Importance of Compliance and Multidisciplinary Management in SMA

Video

An expert neurologist emphasizes the importance of medication compliance and the value of multidisciplinary management in meeting patient goals of therapy for spinal muscular atrophy.

James Wymer, MD: After you’ve started the patient, either on oral therapy or the intrathecal therapy, one of the single most important issues, and it’s especially true for the oral because you’ve got to take it every day, is compliance. It’s staying on the medication if you want to get the sustained benefit. Much of your time will be spent counseling the patient on the importance of taking the medication as it’s directed and taking it for a lifetime. This becomes a problem with the teenagers because they may be reluctant to do that as they get into their teenage years. With adults, it’s easier. You monitor the compliance by periodically calling them, touching base with them. What we like to do is see our patients periodically for their comprehensive multidisciplinary meetings and then we’ll talk with them. “How are you doing on the medication? Are you having any [adverse] effects? What are those [adverse] effects? Is there a way we can help to control, to limit those adverse effects?” If it’s GI [gastrointestinal] can we adjust the timing of the medication to control that? How do we need to try to improve the adverse effects so that the patients are tolerating it because it is important to stay on those medications? If they have difficulty staying on it and we have to consider switching to a different one, we want to go through that discussion we had before. If you’re on the oral therapy and maybe you have some problems with compliance, then you have to switch to the alternative of the intrathecal, which carries its own issues, with the injections as a concern.

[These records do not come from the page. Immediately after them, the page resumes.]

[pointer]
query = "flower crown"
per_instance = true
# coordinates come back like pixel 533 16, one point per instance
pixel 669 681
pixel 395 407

One of the key parts of treating spinal muscular atrophy, after you get somebody on the medication and they’re staying on the medication, which is helping to stabilize the disease, is developing a multidisciplinary approach to try to improve their function. What we will talk about with these patients is they may have some diseased nerves and muscles, but they also have some functioning nerves and muscles, and you want to enhance that functioning. For those who are having problems functioning, you want to find ways to compensate for that. That’s why it is critical that while they’re going through this treatment, they get involved with physical therapy, occupational therapy, pulmonary therapy, speech and language pathology. This type of multidisciplinary approach, which is going to be individualized to that patient, is what will help to further improve [any potential] benefit. In our clinic we do this as a group. The patient will come in on a day and will be seen by whichever of those specialists [is needed] the same day, so we can all come together as a group and discuss what is the optimal therapy for that patient. What is the individualized personal therapy that’s going to work for them? We will use other health care providers if they are needed. We talk about compliance, and if we need to get their primary care physician involved to help us out with that, we may contact them and include them in the loop. 

The way I describe it to my patients is, in the center you have the patient, and surrounding the patient is their core group of family, friends, people involved in their care. And outside of that group are all your different specialists, which include your neurologist, your primary care physician, your physical therapist, your speech and language pathologist, your occupational, your respiratory therapist. Nobody is at the top, nobody is at the bottom; we are all working together to develop this comprehensive program, and that’s what’s important in the multidisciplinary management of this disease. You develop that program, it gets the patient vested in the care, the patient is working to get better. We’re helping to develop a program that as they go through their lifetime with the different stages of the disease, we can help to address those stages, those disabilities, improve function, improve quality of life.